The divided loyalties of the Bengali intellectuals, torn between their Marxist ideals and loyalty to the hand that gives, has been perhaps best captured by Mrinal Sen (a mostly silent voice against Left Front barbarities in the past) walking in two marches on successive days, one taken out by “citizens against Buddhadeb” and one taken out by the CPIM in support of the Chief Minister. A sidelight: Prabhuji Mithun walked in support of Buddha which was slightly ironic considering that in movies like “Tulkalam” and “MLA Fatakeshto” he is shown as fighting for farmers against evil corporations out to acquire their land. Of course Mithunda has his reasons and I will not try to analyze them here as it is futile trying to peek into the mind of God.

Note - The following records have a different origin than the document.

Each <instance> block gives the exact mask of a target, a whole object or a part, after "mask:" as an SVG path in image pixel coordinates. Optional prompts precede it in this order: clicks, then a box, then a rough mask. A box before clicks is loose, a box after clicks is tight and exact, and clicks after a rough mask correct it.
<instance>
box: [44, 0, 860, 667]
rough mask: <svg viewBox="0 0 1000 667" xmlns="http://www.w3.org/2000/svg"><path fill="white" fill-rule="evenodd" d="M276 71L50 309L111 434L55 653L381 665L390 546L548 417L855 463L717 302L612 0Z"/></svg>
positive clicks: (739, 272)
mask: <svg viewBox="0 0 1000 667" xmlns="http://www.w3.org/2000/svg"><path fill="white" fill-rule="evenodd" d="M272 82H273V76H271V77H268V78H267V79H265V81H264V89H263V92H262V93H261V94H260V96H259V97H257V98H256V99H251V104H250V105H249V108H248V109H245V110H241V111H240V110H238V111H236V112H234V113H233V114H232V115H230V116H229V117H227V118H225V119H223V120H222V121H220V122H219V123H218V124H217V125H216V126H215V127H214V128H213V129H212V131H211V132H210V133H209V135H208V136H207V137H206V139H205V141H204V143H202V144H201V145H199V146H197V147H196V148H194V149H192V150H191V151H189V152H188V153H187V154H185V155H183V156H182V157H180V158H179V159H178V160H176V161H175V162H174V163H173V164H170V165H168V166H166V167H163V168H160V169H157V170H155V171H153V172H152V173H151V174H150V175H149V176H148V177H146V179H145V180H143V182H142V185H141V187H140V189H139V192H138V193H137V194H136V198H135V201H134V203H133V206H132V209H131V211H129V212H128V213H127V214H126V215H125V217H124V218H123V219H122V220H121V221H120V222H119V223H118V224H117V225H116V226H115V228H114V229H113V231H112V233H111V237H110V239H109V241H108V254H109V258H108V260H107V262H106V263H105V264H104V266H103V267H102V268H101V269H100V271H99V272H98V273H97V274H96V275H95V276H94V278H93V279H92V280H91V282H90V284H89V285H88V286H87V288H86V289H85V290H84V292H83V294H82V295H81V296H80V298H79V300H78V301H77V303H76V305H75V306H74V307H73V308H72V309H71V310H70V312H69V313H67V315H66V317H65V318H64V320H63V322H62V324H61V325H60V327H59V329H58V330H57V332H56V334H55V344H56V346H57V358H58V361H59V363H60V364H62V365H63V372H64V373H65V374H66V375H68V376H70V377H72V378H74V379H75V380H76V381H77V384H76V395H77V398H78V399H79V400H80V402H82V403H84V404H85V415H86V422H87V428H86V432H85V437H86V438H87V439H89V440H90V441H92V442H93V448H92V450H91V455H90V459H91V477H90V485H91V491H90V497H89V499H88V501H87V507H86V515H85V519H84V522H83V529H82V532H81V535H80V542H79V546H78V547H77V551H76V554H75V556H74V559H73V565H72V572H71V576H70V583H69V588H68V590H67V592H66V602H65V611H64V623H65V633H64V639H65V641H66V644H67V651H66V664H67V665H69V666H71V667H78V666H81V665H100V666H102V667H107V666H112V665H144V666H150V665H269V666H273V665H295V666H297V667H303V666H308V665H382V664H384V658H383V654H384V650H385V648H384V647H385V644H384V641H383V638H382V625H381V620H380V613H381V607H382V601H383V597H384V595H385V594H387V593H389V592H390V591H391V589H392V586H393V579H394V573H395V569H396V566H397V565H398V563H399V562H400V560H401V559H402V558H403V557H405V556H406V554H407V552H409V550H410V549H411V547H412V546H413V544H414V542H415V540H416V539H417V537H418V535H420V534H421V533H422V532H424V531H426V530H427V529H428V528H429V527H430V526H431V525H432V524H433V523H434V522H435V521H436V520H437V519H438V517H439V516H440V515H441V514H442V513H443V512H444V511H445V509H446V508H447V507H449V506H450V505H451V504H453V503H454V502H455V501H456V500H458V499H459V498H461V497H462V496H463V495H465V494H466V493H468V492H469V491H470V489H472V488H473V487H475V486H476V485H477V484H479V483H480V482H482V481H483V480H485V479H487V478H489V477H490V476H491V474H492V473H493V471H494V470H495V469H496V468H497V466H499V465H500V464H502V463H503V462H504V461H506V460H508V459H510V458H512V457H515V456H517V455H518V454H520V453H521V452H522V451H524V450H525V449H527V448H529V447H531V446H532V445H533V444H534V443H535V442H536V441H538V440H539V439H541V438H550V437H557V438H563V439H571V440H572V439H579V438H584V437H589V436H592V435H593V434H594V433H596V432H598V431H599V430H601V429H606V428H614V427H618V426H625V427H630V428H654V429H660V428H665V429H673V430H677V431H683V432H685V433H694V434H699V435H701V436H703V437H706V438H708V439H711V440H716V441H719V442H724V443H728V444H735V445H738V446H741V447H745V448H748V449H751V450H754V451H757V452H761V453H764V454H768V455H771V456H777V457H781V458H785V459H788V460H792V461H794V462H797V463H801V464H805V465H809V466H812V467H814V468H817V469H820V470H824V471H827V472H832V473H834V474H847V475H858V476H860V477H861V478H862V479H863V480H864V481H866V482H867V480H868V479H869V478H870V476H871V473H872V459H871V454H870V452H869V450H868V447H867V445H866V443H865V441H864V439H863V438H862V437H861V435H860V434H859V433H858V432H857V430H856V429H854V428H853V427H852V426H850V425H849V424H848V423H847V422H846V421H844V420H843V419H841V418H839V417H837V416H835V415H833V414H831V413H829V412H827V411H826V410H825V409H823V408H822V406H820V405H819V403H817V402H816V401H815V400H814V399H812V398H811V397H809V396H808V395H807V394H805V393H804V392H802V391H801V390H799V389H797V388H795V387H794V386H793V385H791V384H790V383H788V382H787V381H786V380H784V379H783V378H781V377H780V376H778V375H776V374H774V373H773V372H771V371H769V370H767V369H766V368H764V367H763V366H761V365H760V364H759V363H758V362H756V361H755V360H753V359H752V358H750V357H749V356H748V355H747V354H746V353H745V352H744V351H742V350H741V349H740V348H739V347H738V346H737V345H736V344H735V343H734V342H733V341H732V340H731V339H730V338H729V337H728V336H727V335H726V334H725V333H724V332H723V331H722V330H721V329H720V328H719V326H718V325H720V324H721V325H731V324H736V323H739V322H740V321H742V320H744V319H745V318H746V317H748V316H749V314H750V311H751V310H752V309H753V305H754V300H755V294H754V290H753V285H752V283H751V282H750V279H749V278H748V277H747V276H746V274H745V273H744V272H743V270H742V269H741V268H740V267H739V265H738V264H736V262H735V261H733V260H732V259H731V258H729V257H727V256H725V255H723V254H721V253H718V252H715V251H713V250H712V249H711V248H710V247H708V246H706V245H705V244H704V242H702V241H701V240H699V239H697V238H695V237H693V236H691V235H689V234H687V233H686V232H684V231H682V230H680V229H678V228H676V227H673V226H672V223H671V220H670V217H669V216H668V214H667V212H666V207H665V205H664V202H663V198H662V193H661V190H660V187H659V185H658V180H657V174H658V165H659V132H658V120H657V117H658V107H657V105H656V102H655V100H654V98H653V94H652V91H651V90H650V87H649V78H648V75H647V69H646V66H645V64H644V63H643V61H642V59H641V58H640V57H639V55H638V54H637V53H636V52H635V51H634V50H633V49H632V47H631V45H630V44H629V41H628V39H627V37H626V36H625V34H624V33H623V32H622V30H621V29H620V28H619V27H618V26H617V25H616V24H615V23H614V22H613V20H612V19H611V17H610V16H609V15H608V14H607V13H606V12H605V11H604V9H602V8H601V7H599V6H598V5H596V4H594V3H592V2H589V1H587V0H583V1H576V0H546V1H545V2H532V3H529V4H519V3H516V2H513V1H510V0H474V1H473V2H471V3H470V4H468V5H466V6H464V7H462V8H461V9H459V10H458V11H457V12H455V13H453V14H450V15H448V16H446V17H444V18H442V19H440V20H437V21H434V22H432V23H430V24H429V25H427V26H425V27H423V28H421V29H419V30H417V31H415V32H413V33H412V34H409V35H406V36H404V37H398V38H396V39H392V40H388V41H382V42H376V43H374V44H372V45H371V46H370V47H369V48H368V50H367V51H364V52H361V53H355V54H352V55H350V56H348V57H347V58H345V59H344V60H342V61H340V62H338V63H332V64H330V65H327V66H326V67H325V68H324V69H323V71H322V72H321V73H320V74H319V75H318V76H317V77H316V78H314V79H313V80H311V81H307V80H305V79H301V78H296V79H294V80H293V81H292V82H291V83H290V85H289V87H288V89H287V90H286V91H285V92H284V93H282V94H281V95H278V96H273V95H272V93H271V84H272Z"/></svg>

Lastly, Nandigram has been a gift from above for an increasingly irrelevant Mamta Banerjee and for the religious right, who after years of being pilloried by the Left for atrocities on innocents in their states, are enjoying kicking the Reds in the nuts ( I have never seen terror like Nandigram says Mr. Advani [yeah right]) and even accusing the Left of communal violence against minorities, forgetting of course to mention that many of the victims and many of the accused are Muslims.
Once the smokescreen has cleared, political punches landed and the sense of outrage has dissipated, what’s left in Nandigram is a human tragedy of epic proportions whose the victims have cut across all political lines.
What’s even more horrifying however is what lies in the future.
With the continued perpetuation of the traditional Marxist power idiom of violent cadre-ism and the accompanying reactionary “itching-for-violence” Maoist-Trinamool presence in rural Bengal, incidents like Nandigram will remain just one rumor, just one notice, just one bullet away from happening.